Oman looks to sell 25% telecoms stake
Oman is looking to sell a 25 per cent stake in Oman Telecommunications Company to a strategic investor as the Gulf state seeks to develop its domestic infrastructure and expand its international operations.
The finance ministry, which will announce the sale on Monday, hopes to raise a premium to the $1.1bn market value of the stake as it pushes ahead with its privatisation process. The government floated 30 per cent of the company to the public in 2005.
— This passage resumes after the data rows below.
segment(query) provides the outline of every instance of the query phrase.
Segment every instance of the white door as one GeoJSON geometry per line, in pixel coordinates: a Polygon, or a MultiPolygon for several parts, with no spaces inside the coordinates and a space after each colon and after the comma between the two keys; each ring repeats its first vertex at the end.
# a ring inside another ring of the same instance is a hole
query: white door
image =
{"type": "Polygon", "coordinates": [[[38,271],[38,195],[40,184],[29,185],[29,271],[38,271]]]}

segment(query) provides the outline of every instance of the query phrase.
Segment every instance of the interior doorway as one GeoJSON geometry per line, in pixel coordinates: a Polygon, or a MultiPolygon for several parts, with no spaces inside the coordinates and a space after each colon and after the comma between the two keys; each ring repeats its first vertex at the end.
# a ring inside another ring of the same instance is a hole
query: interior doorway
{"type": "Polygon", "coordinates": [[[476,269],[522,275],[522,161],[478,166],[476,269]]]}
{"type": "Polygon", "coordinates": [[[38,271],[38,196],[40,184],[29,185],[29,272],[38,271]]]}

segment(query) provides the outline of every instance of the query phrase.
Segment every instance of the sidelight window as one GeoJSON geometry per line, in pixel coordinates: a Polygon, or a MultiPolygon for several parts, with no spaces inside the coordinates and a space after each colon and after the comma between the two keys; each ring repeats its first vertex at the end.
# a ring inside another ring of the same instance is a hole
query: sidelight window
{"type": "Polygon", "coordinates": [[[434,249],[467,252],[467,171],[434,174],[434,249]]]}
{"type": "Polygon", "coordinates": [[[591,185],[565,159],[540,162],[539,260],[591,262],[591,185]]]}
Oman, which only has modest oil and gas reserves compared with its Gulf neighbours, hopes to spark interest from a large telecoms company. It hopes that the fast-growing economy, which has benefited from the oil-price spike but is diversifying into sectors such as tourism as it prepares for the post-oil era, will attract potential suitors.
The government wants to tap the expertise of a strategic partner as OmanTel looks overseas, reversing its previously conservative approach to international expansion, according to Darwish al-Bulushi, secretary-general of the finance ministry. The process started in February when OmanTel bought a 65 per cent stake in Worldcall, a mobile broadband operator in Pakistan.
“You can’t just think of your home market, you have to go out and compete – this is the role of the strategic partner to help the company grow at home and abroad,” Mr al-Bulushi told the Financial Times in an interview.
The sale, with Citi as lead adviser, should be completed in the fourth quarter.
Oman hopes the 25 per cent stake will stir interest from Asian, European and other Middle Eastern operators.
Regional operators such as Etisalat of the United Arab Emirates and Kuwait’s Zain have entered Saudi Arabia, while the UK’s Vodafone last year joined a local consortium to pay $2.1bn for a second mobile licence for wealthy, but tiny, gas-rich Qatar.
Oman’s mobile penetration, at 96 per cent of the population of 2.5m, is below the average 137 per cent of its Gulf neighbours.